Engine Works

Under the hood of Alteryx: tips, tricks and how-tos.
JoshH
Alteryx Alumni (Retired)

How should I scale Alteryx Server? This is probably one of the most frequently asked questions we get regarding the Alteryx Server. There are some great blogs on the Alteryx Community that discuss different facets on the topic of scalability – one of my favorites is from Steve Ahlgren on the engine team titled, “Measuring and Scaling a Private Server”. It is a great blog that discusses the performance and throughput of the Alteryx Server. But if you are new to Alteryx Server, you might not be aware of the flexibility the Server has and all the options available when it comes to scalability, and that’s what I’ll cover in this post.

 

If you are new to Alteryx Server, it was designed to be a secure and scalable platform for sharing analytics and to empower everyone in your organization to make data-driven decisions while ensuring analytic governance. We’ve got a great 5 minute demo if you want to learn more. But before we jump into scalability, let me provide some additional background…

 

One of the great things about Alteryx Server, is that it is easy to set up and configure on-premises or in the cloud, and it can be set up and deployed within the same day.
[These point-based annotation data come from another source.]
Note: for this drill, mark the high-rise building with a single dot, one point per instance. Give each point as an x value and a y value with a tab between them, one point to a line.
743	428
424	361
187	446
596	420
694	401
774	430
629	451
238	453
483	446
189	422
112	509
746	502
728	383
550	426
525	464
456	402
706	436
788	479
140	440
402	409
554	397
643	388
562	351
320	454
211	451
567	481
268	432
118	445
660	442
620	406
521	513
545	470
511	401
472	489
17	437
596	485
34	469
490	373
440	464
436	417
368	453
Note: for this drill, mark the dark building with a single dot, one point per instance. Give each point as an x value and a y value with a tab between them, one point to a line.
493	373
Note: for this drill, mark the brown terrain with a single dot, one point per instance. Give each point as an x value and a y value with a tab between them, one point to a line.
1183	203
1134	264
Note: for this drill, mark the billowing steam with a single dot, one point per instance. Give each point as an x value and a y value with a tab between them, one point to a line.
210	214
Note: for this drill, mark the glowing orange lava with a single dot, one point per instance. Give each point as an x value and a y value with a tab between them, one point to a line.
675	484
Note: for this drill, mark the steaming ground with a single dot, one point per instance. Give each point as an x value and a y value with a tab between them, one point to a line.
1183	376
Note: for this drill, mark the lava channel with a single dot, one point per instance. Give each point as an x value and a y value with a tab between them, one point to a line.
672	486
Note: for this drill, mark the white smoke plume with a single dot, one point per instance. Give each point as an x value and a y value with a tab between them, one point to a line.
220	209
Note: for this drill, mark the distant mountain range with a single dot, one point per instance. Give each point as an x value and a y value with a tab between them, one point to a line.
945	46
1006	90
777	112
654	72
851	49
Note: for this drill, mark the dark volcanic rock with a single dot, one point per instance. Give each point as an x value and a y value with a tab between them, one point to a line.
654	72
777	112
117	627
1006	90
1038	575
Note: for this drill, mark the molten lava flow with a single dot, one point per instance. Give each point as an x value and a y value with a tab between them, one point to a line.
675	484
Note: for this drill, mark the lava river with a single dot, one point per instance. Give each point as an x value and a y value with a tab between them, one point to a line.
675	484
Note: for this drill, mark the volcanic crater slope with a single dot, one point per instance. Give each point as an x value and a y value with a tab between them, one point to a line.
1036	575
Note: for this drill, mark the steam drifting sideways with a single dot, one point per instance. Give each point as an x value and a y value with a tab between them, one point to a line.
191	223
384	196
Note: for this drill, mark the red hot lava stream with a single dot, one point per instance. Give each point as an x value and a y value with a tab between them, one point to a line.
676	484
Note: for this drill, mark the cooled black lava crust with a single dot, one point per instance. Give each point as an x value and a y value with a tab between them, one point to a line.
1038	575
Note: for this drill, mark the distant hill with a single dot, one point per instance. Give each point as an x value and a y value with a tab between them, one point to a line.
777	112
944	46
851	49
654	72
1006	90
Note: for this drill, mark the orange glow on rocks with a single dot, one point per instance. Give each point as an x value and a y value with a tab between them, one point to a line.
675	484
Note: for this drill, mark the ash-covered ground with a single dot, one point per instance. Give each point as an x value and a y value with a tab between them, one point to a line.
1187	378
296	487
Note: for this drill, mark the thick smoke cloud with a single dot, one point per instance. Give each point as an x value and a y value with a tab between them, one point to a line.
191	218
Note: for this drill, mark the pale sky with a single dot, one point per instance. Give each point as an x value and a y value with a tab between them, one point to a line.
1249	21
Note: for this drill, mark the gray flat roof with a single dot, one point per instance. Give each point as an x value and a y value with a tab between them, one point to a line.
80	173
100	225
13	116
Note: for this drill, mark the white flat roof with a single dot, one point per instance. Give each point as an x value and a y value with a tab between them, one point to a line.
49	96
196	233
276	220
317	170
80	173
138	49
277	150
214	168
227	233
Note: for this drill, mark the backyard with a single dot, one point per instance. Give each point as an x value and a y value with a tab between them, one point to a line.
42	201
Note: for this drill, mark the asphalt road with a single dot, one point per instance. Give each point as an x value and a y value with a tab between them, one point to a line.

And once you deploy it, you can set up the scheduling and automation, use our Alteryx APIs to extend processes into other workflows, share applications and much more. It’s truly the fastest and easiest way to deploy analytics across your organization.

 

The Alteryx Server includes three main components: A scheduler for workflow execution, a Gallery for sharing and collaboration and a service layer to process the workflow. All of these components are typically installed on a single machine. But, as workloads increase, you can scale Alteryx Server across multiple machines to accommodate for higher levels of usage as well as for availability.

 

Alteryx ServerAlteryx Server

 

Scalability and Availability

 

Both scalability and availability should be considered for flexibility in the future. The amount of hardware and software you need now might change in the future as demand increases. After Alteryx is deployed, you can use software-monitoring tools to alert you when certain components of your system are near or at capacity and when scaling the solution is needed. By implementing recommended IT practices, you can increase the availability of key components in the Alteryx Server and minimize both planned downtime maintenance, service pack installations, as well as unplanned downtime such as downtime caused by a hardware failure.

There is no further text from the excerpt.